Cet article présente les recommandations de l'"American Society for Radiation Oncology", complétées et adoptées par l'"American Society of Clinical Oncology", concernant l'utilisation de la radiothérapie, combinée au témozolomide, pour traiter un glioblastome

Journal of Clinical Oncology, sous presse, 2016, résumé

Résumé en anglais

Purpose : The American Society for Radiation Oncology (ASTRO) produced an evidence-based guideline on radiation therapy for glioblastoma. Because of its relevance to the ASCO membership, ASCO reviewed the guideline and applied a set of procedures and policies used to critically examine guidelines developed by other organizations.

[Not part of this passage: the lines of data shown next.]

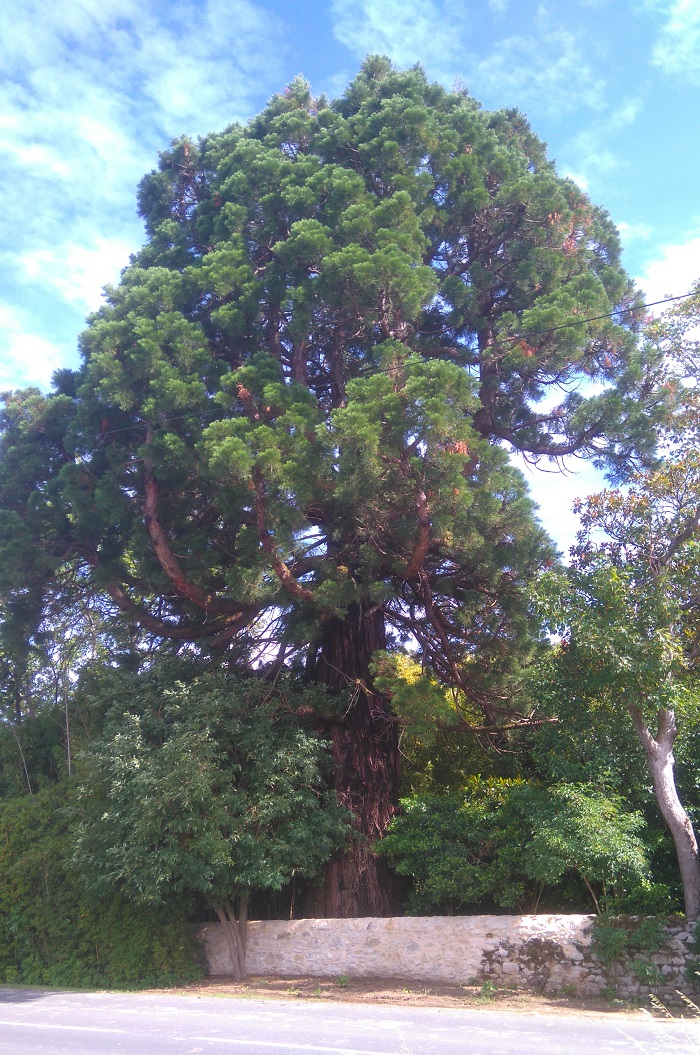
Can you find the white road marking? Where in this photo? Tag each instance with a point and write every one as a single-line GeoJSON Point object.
{"type": "Point", "coordinates": [297, 1048]}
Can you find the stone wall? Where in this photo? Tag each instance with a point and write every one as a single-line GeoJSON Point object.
{"type": "Point", "coordinates": [543, 953]}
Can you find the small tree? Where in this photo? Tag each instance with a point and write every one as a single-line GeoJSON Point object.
{"type": "Point", "coordinates": [629, 613]}
{"type": "Point", "coordinates": [203, 787]}
{"type": "Point", "coordinates": [507, 843]}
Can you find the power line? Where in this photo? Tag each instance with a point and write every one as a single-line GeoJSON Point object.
{"type": "Point", "coordinates": [497, 344]}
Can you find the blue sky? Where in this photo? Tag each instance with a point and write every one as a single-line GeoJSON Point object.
{"type": "Point", "coordinates": [91, 90]}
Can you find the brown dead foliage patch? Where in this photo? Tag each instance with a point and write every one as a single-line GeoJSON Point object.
{"type": "Point", "coordinates": [397, 992]}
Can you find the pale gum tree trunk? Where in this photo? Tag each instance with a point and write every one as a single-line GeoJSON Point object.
{"type": "Point", "coordinates": [660, 761]}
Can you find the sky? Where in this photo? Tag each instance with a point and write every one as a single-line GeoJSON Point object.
{"type": "Point", "coordinates": [92, 90]}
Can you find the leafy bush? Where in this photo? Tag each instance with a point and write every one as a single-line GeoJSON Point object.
{"type": "Point", "coordinates": [508, 843]}
{"type": "Point", "coordinates": [53, 934]}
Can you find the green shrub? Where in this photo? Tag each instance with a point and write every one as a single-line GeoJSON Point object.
{"type": "Point", "coordinates": [53, 934]}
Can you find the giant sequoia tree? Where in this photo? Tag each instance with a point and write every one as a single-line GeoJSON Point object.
{"type": "Point", "coordinates": [288, 438]}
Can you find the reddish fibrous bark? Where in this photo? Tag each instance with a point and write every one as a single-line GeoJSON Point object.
{"type": "Point", "coordinates": [365, 746]}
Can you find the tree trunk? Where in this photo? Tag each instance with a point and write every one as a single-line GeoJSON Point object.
{"type": "Point", "coordinates": [365, 745]}
{"type": "Point", "coordinates": [660, 761]}
{"type": "Point", "coordinates": [235, 934]}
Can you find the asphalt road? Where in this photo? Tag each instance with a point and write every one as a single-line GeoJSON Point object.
{"type": "Point", "coordinates": [98, 1023]}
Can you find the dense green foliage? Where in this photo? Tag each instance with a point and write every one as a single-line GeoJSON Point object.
{"type": "Point", "coordinates": [517, 846]}
{"type": "Point", "coordinates": [53, 934]}
{"type": "Point", "coordinates": [203, 787]}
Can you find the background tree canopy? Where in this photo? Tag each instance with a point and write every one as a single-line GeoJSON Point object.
{"type": "Point", "coordinates": [287, 444]}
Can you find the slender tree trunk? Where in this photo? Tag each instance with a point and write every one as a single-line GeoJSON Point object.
{"type": "Point", "coordinates": [235, 934]}
{"type": "Point", "coordinates": [366, 763]}
{"type": "Point", "coordinates": [660, 761]}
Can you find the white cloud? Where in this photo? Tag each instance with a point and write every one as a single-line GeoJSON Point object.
{"type": "Point", "coordinates": [407, 31]}
{"type": "Point", "coordinates": [673, 271]}
{"type": "Point", "coordinates": [438, 34]}
{"type": "Point", "coordinates": [26, 358]}
{"type": "Point", "coordinates": [677, 50]}
{"type": "Point", "coordinates": [77, 272]}
{"type": "Point", "coordinates": [560, 81]}
{"type": "Point", "coordinates": [635, 232]}
{"type": "Point", "coordinates": [590, 158]}
{"type": "Point", "coordinates": [91, 91]}
{"type": "Point", "coordinates": [555, 493]}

Methods : The ASTRO guideline on radiation therapy for glioblastoma was reviewed for developmental rigor by methodologists. An ASCO endorsement panel updated the literature search and reviewed the content and recommendations.

Results : The ASCO endorsement panel determined that the recommendations from the ASTRO guideline, published in 2016, are clear, thorough, and based on current scientific evidence. ASCO endorsed the ASTRO guideline on radiation therapy for glioblastoma and added qualifying statements.

Recommendations : Partial-brain fractionated radiotherapy with concurrent and adjuvant temozolomide is the standard of care after biopsy or resection of newly diagnosed glioblastoma in patients up to 70 years of age. Hypofractionated radiotherapy for elderly patients with fair to good performance status is appropriate. The addition of concurrent and adjuvant temozolomide to hypofractionated radiotherapy seems to be safe and efficacious without impairing quality of life for elderly patients with good performance status. Reasonable options for patients with poor performance status include hypofractionated radiotherapy alone, temozolomide alone, or best supportive care. Focal reirradiation represents an option for select patients with recurrent glioblastoma, although this is not supported by prospective randomized evidence. Additional information is available at www.asco.org/glioblastoma-radiotherapy-endorsement and www.asco.org/guidelineswiki.